遠くて近い春の庭、その隣にいた面影の言葉。
『奥多摩の山には山桜がたくさん咲くよ、』
がっしり厳ついスーツ姿、でも瞳が優しかった。
あのひとが自分のパートナーを呼んだ、その意図は何だろう?
『お父さんとは違うクラスだけど同じ学校でトップ争いしていたんだ、おじさんがずっと2位だったけどね。
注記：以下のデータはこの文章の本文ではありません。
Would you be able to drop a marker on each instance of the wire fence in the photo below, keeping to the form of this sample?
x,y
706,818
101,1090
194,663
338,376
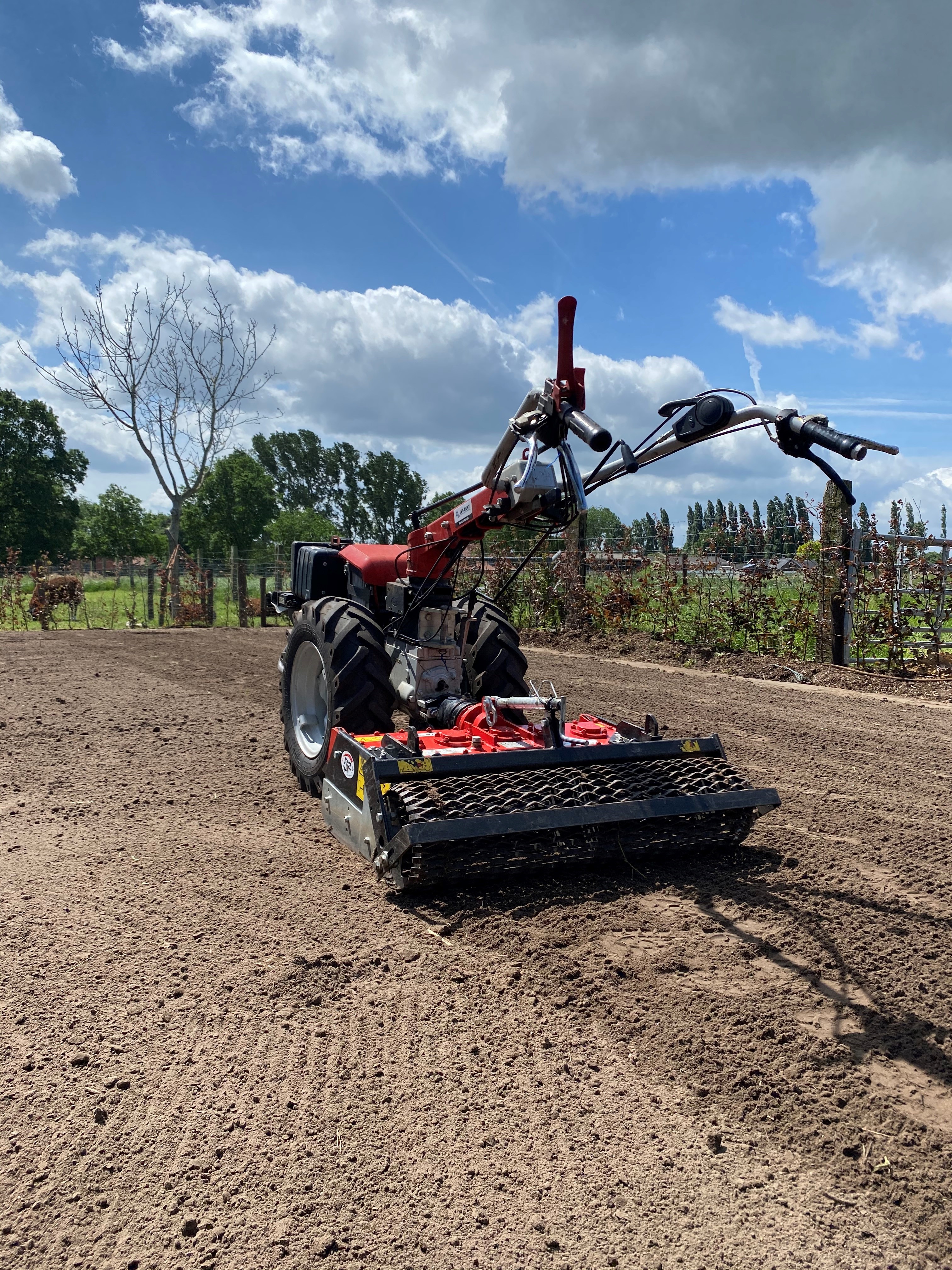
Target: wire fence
x,y
869,600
だから悔しいはずなのに好きなんだ、』
そんなふう話してくれた「蒔田」の横顔は、父の葬送に咲く山桜の下。
「蒔田さんが伊達さんを…?」
言葉こぼれて見つめてしまう。
なぜ今このタイミングで呼んだのだろう?見つめた真中、沈毅な瞳すこし笑った。
「笑顔だけど怖かったぞ?ノンキャリで昇っただけある、」
「怖かった、ですか…、」
言葉くりかえし記憶たぐる。
もう14年が過ぎてしまった、それから庁舎で見たこの秋。
「…蒔田さんは地域部長ですよね、どうやって伊達さんを呼びだしたんですか?さ…僕たちは所属も明らかじゃないのに、」
警視庁特殊急襲部隊 Special Assault Team 通称SAT
そこに所属する者は履歴書から抹消される。
所在不明にするほど危険が伴う、それは超法的かつ暗部を担う立場。
そんな場所で自分も伊達も生きてきた、その所在不明どうやって掴まえる?
「簡単だよ湯原、地域部長なら開けるファイルだ、」
低い声が答えてくれる、その言葉ほっとタメ息吐いた。
「そうでしたね…上の人なら閲覧可能なんですね?」
「ああ、地域部長は最前線の長だしな、」
応えてくれる声は低く落ちついている。
エアコンの音かすかな畳の部屋、座りこんだソファでマグカップそっと握った。
「伊達さん…もしかして待っていたんですか?蒔田さんのこと、」
そうかもしれない、この男なら。
それくらい怜悧な眼ざしが少し笑った。
「待ってたよ、関わるなら接触あると思ってな、」
ほらそうだ、このひとは。
だから落ちついているのだろう、そんな有能が訊いた。
「湯原、庁舎の窓で俺に訊いたこと憶えているか?12月の初めごろだ、」
ことん、記憶ひとつ敲かれる。
(to be continued)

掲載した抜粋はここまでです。